У меня был брат Стюарт, который, вероятно, продолжил бы дело отца, если бы не погиб на войне. Он больше, чем я, походил на отца, и мне казалось, что они лучше понимали друг друга.
Впрочем, я тоже ладил с отцом, но близости между нами не было.
— В конце концов, твоя жизнь тебя самого и касается…
Он бормотал. Я не был обязан делать вид, что расслышал. Не лучше ли пропустить мимо ушей, перевести разговор?
— Ты намекаешь на Мону?
Отец вздернул очки на нос и взглянул на меня:
— Я не знал, что ее зовут Мона…
— Изабель тебе не сказала?
— Изабель мне ничего не сказала… Не такая она женщина, чтобы вмешивать кого-нибудь в свои дела, даже и свекра…
В его голосе слышалось явное восхищение. Можно было подумать, что они одной породы, он и Изабель.
— Тогда откуда же тебе известно, что у меня есть любовница?
— Сплетничают… Все понемножку… Кажется, она вдова твоего друга Рэя…
Именно так.
— Ведь это с ним произошел несчастный случай, когда он был у тебя во время бурана?..
Я покраснел, смутно почувствовав его осуждение за этими словами.
— Не я, сын мой, сближаю эти факты… Так говорят люди.
— Какие люди?
— Твои друзья из Брентвуда, Ханаана, Лейквиля… Некоторые рассуждают о том, разведешься ли ты и переедешь ли в Нью-Йорк.
— Разумеется нет.
— Я тебя об этом не спрашиваю, но меня уже спрашивали, и я ответил, что это меня не касается…
Он тоже не упрекал меня. Казалось, у него нет никаких задних мыслей.
Совсем как у Изабель. Он набил свою старую кривую трубку с прожженной головкой и медленно раскурил ее.
— Ты приехал сообщить мне что-нибудь?
— Нет…
— У тебя дела в Торрингтоне?
— Тоже нет. Мне просто захотелось повидаться с тобой.
— Хочешь подняться?
Он понял, что я приехал не только повидаться с ним, но и взглянуть на дом, чтобы, так сказать, вновь встретиться со своей молодостью.
Мне и правда хотелось подняться, очутиться в нашей квартире, где я, учась ходить, шлепался на пол, а поднимавшая меня мать казалась мне великаншей.
Я так и вижу ее фартук в мелкую клеточку, какие носили еще в ту эпоху.
Нет. Теперь, после того как отец сказал мне, я не могу подняться туда.
Быть откровенным с ним, как мне этого смутно хотелось, я тоже не мог.
Так зачем же я приехал?
— Видишь ли, наверху не прибрано, ведь по субботам и воскресеньям уборщица не приходит…
Я представил себе одинокого старика в квартире, где нас жило некогда четверо.
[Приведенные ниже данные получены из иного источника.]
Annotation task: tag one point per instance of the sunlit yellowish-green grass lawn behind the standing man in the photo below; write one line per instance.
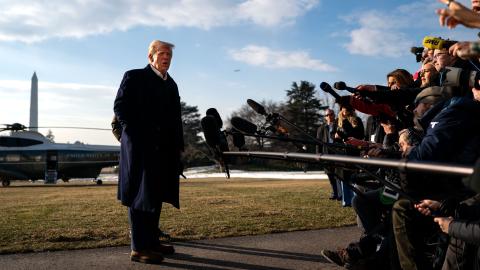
(37, 217)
Он медленно посасывал свою трубку, которая издавала привычное бульканье.
— Время идет, сынок… Для всех без исключения. Ты перевалил за половину пути… Я же начинаю различать его конец.
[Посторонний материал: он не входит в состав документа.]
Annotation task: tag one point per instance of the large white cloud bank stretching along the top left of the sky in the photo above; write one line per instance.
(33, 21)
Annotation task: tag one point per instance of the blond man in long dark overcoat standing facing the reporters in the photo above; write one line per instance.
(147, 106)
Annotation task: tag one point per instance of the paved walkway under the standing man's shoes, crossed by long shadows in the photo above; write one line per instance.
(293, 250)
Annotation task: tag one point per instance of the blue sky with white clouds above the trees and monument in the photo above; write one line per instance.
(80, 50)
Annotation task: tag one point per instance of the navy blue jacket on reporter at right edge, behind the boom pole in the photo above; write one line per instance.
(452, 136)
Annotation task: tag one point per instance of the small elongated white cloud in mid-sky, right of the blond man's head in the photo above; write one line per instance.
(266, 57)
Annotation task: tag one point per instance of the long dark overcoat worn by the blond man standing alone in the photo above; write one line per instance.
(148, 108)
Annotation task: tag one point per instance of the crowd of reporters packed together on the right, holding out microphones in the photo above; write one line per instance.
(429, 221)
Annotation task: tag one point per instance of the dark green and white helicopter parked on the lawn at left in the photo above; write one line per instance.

Он не разжалобился над самим собой, это было бы вовсе не в его характере. Я почувствовал, что это обо мне он говорит, пытаясь внушить мне свою мысль.
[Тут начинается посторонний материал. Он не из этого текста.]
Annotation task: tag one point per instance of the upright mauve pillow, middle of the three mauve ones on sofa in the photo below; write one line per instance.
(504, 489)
— Изабель сидела там, где ты сейчас сидишь… Когда ты познакомил нас с ней, она не понравилась ни мне, ни твоей матери…
Я не мог сдержать улыбки. Изабель происходила из Литчфилда, а в наших краях литчфилдцы считаются снобами, воображающими себя особой расой.
Широкие бульвары, много зелени, гармоничные дома, по утрам разъезжают всадники и амазонки.
У Изабель тоже была лошадь.
— В людях ошибаются, даже когда воображают, что знают их. Она хорошая женщина.
Когда мой отец называл кого-нибудь хорошим, это была высшая похвала.
— Но еще раз скажу, дело твое…
— Я не влюблен в Мону, и у нас с ней нет никаких планов на будущее.
Он закашлялся. Уже несколько лет у него хронический бронхит, и время от времени наступает тяжелый приступ кашля.